At this point you might be concerned - doesn’t FLP guarantee that all nodes agree on the same value? That is, if we had a magical FLP-solver, wouldn’t that guarantee that \(F\) saw the same value as every other node in \(G\) ? The key observation here is that, from the perspective of FLP, _ \(F\) has failed_. From the perspective of CAP, it has not, and must continue to participate correctly in certain activities of the system. So the algorithm is correctly solving consensus as defined by FLP, but the requirements of CAP are too strong.
If consensus cannot be achieved even with an FLP solution in CAP, we cannot use it to construct any kind of solution to CAP.
What We Have Learnt
This result (if I’ve made no mistakes) is arguably more interesting than if the original equivalence assertion was true. To be an interesting impossibility result in distributed systems, it’s usually true that you want to place the fewest restrictions possible on the environment in which you’re establishing that result. The idea is that you give your result every chance to be wrong, by allowing the environment few restrictions in the tricks it can pull to overcome the obstacles you’re constructing. Then, if your result still turns out to be true, you know you have proved something really quite strong. (There way ‘strong’ and ‘weak’ are often used can be confusing - weak assumptions lead to strong impossibility results and vice versa).

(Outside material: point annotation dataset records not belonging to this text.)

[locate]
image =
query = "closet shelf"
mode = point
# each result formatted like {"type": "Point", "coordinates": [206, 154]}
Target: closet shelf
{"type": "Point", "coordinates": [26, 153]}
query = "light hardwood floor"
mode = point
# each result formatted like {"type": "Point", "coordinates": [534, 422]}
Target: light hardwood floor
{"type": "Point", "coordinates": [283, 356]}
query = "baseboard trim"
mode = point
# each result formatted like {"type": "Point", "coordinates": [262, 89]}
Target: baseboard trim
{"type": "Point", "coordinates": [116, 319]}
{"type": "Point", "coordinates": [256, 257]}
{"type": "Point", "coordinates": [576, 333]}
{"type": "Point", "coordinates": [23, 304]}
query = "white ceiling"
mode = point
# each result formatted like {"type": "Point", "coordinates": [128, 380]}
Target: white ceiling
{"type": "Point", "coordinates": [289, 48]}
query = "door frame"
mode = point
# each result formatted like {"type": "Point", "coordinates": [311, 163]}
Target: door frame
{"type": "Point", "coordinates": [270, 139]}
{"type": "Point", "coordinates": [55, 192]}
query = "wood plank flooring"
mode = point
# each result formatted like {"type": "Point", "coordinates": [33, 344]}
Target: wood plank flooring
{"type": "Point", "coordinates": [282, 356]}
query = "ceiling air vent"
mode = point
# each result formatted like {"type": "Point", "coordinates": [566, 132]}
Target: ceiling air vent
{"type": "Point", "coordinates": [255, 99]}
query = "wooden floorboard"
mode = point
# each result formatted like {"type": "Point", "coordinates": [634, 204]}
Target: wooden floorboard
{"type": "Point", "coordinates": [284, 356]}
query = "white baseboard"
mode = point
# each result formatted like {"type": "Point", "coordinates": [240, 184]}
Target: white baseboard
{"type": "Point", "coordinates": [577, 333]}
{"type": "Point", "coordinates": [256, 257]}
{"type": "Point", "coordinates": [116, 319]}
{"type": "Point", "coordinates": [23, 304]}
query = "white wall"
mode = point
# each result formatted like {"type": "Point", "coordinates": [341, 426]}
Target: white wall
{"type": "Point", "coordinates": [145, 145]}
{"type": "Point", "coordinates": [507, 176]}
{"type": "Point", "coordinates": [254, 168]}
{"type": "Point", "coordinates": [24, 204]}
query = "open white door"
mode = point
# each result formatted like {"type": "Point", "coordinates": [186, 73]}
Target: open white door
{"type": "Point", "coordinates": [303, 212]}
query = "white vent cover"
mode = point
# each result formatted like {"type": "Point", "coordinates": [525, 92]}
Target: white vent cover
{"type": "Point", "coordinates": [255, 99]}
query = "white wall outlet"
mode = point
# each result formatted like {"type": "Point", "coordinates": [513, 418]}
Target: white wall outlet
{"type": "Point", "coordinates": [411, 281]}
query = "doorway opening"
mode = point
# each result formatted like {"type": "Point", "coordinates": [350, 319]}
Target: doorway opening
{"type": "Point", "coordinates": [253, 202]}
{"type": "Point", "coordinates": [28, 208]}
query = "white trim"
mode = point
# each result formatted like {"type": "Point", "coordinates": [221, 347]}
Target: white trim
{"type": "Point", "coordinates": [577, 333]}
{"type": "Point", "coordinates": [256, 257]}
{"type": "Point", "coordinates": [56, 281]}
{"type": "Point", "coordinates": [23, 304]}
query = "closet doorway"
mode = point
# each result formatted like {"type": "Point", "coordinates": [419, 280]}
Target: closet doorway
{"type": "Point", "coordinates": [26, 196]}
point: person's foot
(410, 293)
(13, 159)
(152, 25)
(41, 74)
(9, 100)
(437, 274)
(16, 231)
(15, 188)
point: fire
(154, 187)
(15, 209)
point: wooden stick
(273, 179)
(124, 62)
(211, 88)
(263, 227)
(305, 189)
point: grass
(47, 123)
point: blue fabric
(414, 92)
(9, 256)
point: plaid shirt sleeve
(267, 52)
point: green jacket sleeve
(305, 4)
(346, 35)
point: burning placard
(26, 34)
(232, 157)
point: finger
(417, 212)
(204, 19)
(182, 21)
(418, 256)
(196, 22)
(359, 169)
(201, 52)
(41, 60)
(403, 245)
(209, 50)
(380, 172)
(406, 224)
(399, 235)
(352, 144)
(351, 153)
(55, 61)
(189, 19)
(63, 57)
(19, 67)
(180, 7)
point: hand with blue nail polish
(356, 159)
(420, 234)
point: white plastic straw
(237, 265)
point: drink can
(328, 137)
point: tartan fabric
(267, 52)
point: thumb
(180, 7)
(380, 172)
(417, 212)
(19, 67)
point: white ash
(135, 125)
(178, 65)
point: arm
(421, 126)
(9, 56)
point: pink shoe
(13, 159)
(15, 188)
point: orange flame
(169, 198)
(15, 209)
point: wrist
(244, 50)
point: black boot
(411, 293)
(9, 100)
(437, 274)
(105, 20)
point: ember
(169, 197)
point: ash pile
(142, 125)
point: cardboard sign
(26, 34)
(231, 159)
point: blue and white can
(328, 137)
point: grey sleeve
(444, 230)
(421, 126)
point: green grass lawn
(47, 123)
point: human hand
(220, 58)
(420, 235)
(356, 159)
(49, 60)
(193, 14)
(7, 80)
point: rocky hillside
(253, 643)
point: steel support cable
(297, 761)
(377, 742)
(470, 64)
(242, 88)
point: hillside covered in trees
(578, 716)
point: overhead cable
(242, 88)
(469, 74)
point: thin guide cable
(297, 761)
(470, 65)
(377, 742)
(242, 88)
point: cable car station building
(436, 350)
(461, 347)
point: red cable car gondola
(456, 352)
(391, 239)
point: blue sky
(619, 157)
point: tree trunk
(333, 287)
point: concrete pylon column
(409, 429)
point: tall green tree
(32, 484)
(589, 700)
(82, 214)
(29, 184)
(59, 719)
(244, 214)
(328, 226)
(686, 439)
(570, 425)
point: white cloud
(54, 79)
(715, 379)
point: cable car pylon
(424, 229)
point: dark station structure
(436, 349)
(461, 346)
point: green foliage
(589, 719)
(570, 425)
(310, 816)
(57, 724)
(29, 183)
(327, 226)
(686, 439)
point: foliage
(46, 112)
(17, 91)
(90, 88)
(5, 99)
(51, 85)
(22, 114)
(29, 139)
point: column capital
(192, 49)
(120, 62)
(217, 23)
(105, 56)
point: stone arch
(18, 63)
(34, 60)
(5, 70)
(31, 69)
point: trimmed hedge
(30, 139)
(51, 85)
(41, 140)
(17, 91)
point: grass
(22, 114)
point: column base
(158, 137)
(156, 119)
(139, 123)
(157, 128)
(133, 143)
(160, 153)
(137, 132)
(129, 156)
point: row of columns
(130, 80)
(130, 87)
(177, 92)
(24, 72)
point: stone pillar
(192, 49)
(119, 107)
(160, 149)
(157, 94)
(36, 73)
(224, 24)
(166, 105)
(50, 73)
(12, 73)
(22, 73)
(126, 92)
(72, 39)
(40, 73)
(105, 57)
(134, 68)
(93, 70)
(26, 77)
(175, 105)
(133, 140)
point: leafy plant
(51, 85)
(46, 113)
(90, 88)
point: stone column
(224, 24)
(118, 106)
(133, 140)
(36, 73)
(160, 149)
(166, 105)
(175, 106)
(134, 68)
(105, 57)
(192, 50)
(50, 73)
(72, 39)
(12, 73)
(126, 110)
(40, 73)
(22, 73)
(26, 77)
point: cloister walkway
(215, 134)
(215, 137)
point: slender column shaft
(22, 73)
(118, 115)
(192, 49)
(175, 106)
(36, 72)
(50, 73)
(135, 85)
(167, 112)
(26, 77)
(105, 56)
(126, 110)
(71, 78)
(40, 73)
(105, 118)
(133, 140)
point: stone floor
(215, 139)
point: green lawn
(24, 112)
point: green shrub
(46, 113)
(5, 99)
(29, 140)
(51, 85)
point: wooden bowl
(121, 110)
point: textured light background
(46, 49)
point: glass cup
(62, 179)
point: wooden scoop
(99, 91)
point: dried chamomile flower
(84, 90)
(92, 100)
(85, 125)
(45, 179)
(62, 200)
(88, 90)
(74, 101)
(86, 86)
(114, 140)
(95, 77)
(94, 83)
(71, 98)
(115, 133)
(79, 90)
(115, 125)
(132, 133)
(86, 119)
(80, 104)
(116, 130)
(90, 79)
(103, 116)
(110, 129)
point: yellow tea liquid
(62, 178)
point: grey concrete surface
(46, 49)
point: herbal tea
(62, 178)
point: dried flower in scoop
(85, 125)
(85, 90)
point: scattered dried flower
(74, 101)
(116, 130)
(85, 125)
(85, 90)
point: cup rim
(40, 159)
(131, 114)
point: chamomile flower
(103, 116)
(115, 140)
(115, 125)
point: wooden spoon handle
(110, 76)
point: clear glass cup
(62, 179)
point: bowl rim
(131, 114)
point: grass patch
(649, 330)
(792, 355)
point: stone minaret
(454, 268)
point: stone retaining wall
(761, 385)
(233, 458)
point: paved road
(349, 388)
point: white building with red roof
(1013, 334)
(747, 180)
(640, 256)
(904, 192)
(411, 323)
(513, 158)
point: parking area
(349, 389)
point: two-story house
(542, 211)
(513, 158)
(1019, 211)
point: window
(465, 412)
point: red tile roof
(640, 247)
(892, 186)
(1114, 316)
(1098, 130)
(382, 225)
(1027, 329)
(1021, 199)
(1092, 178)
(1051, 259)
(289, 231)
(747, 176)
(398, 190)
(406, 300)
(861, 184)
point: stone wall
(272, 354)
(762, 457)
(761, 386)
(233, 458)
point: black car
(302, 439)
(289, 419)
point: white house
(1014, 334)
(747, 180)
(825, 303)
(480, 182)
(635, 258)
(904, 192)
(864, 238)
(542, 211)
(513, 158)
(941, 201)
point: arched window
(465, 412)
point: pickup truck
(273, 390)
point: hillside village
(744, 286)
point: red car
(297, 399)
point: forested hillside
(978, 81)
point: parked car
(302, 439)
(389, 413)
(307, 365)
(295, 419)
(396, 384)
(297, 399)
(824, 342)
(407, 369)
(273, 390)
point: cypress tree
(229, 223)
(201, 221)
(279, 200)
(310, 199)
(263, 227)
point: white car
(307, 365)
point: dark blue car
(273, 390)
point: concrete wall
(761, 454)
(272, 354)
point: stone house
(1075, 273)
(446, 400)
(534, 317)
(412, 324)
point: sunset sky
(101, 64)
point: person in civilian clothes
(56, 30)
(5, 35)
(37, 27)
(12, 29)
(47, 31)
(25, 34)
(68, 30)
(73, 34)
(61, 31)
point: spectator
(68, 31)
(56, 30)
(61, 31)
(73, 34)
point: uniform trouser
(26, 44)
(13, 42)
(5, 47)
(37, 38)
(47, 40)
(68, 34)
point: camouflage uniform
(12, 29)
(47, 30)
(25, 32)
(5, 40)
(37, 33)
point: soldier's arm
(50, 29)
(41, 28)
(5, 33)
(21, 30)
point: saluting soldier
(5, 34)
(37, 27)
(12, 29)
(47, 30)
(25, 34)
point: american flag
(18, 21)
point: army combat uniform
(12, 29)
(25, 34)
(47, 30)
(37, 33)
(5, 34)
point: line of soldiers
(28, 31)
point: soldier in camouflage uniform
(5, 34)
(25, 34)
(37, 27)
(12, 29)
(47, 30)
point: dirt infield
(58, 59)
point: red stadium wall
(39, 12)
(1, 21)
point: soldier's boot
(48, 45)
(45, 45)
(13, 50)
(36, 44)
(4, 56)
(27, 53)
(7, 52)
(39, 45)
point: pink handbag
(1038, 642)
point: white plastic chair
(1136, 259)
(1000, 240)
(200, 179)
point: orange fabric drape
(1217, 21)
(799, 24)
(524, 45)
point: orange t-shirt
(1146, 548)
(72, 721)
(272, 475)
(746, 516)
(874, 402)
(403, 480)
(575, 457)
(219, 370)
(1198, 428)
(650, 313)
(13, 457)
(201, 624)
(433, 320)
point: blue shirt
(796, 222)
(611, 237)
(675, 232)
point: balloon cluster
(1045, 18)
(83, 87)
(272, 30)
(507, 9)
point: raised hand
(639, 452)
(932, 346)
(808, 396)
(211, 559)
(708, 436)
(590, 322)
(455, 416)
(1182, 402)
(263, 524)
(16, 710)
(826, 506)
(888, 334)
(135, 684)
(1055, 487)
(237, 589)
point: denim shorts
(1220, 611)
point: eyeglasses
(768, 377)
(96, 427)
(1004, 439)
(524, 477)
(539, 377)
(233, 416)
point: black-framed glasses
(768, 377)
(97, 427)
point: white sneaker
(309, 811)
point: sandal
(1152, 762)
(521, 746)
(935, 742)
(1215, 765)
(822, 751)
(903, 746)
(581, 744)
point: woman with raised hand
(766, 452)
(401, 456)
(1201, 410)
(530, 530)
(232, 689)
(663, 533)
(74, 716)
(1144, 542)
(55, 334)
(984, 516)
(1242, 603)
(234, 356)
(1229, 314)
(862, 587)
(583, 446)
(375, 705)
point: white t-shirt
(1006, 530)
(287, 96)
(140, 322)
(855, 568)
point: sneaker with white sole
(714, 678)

So FLP, with its strictly weaker restrictions - all messages are eventually delivered, faulty nodes don’t have to achieve consensus - is by this definition a stronger result than CAP, which allows messages to be lost forever and forces partitioned nodes to participate in the system. It’s therefore much more surprising - and the authors in the original paper remark on this - because it’s so much more unexpected.
Conversely, CAP appears much more humdrum. Is it really surprising to anyone that it’s impossible to maintain sequentially consistent state in a distributed system if nodes cannot talk to each other? It’s not too far away from discussing what’s possible in a network that can experience total node failure - nothing at all, which is why all papers disregard it as a consideration. The utility of CAP comes from telling systems designers that they must be prepared to work in a world where availability or consistency are compromised, but is rather cataclysmic about the situations in which they might be threatened.
It would be more interesting to relax one or two assumptions - what if partitions are only temporary? What if we allow the client to participate (i.e. a client that has seen a write is allowed to convey that fact to a replica that it issues a read from)? What if partitioned nodes were excluded from participation? If we can show CAP to hold in these circumstances, it greatly restricts our ability to design correct, available systems that experience much weaker failures. That would be interesting.